Using Arteriovenous Differences to Define Organ Balances

Just as the N balance technique can be applied across the whole body, so can the balance technique be applied across a whole organ or tissue bed. These measurements are made from the blood delivered to the tissue and from the blood emerging from the tissue via catheters placed in an artery to define arterial blood levels and the vein draining the tissue to measure venous blood levels. The latter catheter makes the procedure particularly invasive when applied to organs such as gut, liver, kidney, or brain (49, 50, 51 and 52). Less invasive are measures of muscle metabolism inferred from measurement of arteriovenous (A-V) differences across the leg or arm (51). Measurements have even been made across fat depots (53). However, the A-V difference provides no information about the mechanism in the tissue that causes the uptake or release that is observed. More information is gleaned from measurement of amino acids that are not metabolized within the tissue, such as the release of essential amino acids tyrosine or lysine, which are not metabolized by muscle. Their A-V differences across muscle should reflect the difference between net amino acid uptake for muscle protein synthesis and release from muscle protein breakdown. 3-Methylhistidine, an amino acid produced by posttrans-lational methylation of selected histidine residues in myofibrillar protein, which cannot be reused for protein synthesis when it is released from myofibrillar protein breakdown, is quantitatively released from muscle tissue when myofibrillar protein is degraded ( 32, 54). Its A-V difference can be used as a specific marker of myofibrillar protein breakdown (55, 56 and 57).

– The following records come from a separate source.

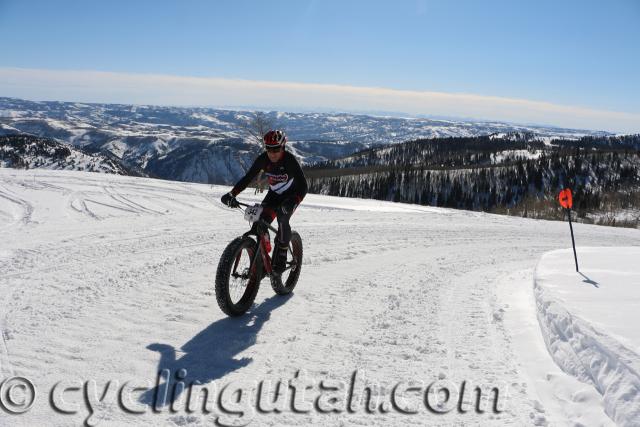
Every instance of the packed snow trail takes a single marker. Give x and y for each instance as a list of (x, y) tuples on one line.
[(110, 278)]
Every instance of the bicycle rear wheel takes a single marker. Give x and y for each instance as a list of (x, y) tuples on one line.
[(236, 281)]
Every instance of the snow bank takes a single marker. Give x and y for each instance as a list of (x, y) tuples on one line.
[(589, 322)]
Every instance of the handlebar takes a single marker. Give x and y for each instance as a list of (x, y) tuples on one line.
[(269, 226)]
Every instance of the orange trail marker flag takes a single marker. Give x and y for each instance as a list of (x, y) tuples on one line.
[(566, 201)]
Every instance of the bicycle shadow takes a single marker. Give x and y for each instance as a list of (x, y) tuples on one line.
[(209, 355)]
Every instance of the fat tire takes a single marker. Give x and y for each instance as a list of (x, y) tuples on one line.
[(286, 288), (224, 272)]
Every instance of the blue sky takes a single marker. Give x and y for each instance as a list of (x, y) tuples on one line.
[(579, 54)]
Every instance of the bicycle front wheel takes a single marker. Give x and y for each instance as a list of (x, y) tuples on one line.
[(236, 281)]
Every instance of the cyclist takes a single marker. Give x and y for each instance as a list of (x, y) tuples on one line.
[(287, 188)]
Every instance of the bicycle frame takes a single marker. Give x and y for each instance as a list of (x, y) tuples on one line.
[(262, 249)]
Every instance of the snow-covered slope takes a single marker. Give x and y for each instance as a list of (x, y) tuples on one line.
[(590, 322), (110, 278)]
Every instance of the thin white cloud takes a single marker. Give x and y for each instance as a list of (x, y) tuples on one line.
[(108, 87)]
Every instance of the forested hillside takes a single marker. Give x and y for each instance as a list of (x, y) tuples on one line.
[(515, 174)]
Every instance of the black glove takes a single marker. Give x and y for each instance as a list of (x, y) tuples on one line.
[(287, 207), (230, 200)]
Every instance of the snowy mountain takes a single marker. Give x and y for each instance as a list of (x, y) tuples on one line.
[(215, 146), (108, 309), (31, 152)]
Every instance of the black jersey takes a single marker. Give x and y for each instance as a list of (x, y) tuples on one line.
[(285, 176)]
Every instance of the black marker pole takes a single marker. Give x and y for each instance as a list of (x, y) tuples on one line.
[(573, 242)]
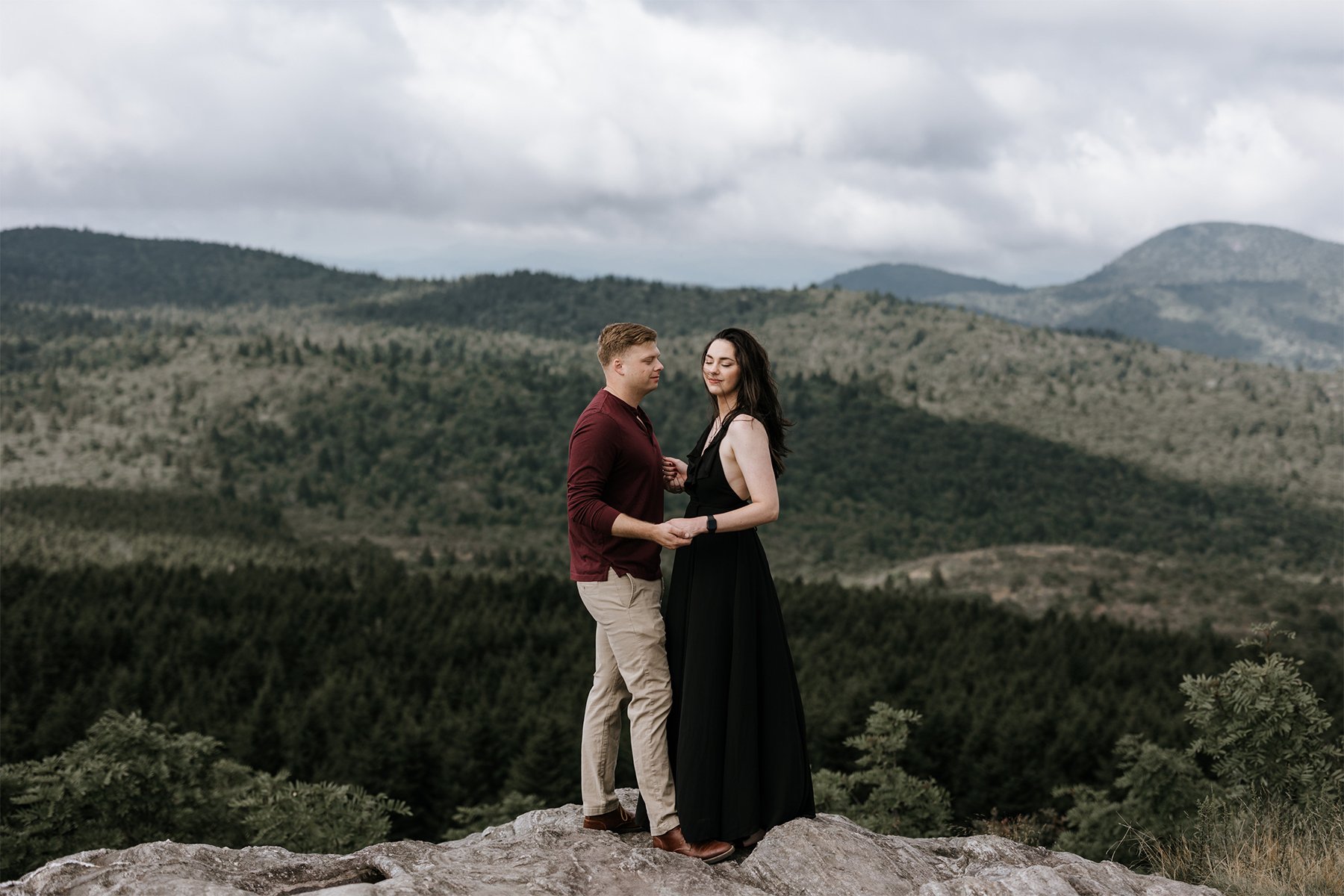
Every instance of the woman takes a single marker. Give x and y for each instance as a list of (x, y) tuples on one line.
[(735, 735)]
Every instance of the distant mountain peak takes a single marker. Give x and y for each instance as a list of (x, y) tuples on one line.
[(914, 281), (1222, 252)]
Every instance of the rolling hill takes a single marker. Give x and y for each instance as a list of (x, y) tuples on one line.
[(914, 281), (1233, 290)]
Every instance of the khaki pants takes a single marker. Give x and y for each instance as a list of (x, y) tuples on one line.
[(632, 664)]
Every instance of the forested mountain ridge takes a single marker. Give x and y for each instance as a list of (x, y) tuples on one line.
[(914, 281), (57, 267), (430, 417), (1219, 253), (1234, 290), (228, 511)]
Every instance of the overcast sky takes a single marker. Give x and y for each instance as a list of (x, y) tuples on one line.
[(712, 143)]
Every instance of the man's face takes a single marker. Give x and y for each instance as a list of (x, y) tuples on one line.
[(640, 367)]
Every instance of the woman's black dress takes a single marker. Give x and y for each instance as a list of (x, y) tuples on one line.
[(735, 735)]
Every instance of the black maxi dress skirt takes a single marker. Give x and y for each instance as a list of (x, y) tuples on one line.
[(735, 736)]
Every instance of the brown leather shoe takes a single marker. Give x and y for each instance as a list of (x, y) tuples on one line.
[(617, 821), (707, 850)]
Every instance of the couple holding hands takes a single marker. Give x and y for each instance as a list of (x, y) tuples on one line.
[(717, 722)]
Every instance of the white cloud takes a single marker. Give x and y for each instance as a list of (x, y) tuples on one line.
[(1028, 141)]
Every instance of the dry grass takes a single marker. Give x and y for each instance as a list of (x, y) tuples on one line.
[(1257, 849)]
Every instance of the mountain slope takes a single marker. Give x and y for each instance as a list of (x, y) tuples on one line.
[(914, 281), (58, 267), (1233, 290)]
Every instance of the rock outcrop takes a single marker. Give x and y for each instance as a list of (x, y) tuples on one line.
[(547, 852)]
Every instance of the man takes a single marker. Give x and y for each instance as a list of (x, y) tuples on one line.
[(616, 534)]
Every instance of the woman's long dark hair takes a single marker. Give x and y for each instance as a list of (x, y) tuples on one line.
[(757, 391)]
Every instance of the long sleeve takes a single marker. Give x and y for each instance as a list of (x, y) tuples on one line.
[(593, 448)]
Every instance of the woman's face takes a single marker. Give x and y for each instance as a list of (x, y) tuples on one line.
[(722, 374)]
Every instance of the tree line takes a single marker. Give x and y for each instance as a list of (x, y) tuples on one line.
[(448, 691)]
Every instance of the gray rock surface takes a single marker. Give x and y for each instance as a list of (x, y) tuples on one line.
[(549, 852)]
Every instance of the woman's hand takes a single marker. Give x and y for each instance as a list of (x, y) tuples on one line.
[(673, 474), (690, 527)]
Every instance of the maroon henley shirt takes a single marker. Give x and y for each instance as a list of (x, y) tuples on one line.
[(616, 467)]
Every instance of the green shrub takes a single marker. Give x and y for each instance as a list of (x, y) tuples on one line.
[(315, 818), (882, 795), (1263, 727)]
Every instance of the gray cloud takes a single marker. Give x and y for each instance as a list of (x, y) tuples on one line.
[(719, 143)]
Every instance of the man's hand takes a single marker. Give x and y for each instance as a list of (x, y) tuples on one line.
[(673, 474), (690, 527), (670, 535)]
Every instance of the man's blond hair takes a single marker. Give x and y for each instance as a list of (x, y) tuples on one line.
[(616, 337)]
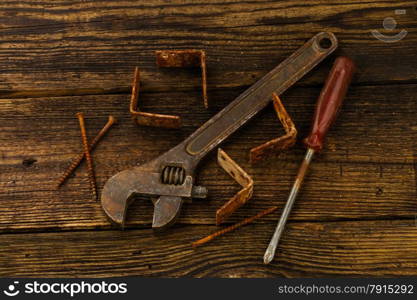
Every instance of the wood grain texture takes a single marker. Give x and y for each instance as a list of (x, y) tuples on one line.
[(66, 47), (355, 214), (367, 248), (367, 170)]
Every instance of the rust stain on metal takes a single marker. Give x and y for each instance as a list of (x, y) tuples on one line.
[(77, 160), (284, 142), (185, 59), (149, 119), (234, 227), (241, 177), (90, 168)]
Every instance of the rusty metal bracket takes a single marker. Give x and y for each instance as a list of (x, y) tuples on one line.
[(149, 119), (241, 177), (281, 143), (184, 59)]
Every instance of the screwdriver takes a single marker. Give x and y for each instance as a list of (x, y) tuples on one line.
[(328, 105)]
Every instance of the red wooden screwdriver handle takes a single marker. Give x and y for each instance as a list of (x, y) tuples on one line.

The limited data set of simple balance values across an organ bed is greatly enhanced when a tracer is administered and its balance is also measured across an organ bed. This approach allows a complete solution of the various pathways operating in the tissue for each amino acid tracer used. In some cases the measurement of tracer can become very complicated, requiring measurement of multiple metabolites to provide a true metabolite balance across the organ bed ( 58). Another approach using a tracer of a nonmetabolized essential amino acid has been described by Barrett et al. ( 59). This method requires a limited set of measurements with simplified equations to define specifically rates of protein synthesis and breakdown in muscle tissue. The conceptual simplicity of this approach with a limited set of measurements required makes it extremely useful for defining muscle-specific changes in response to a variety of perturbations (e.g., local infusion of insulin into the same muscle bed [60]). This approach has been expanded by others (61, 62 and 63).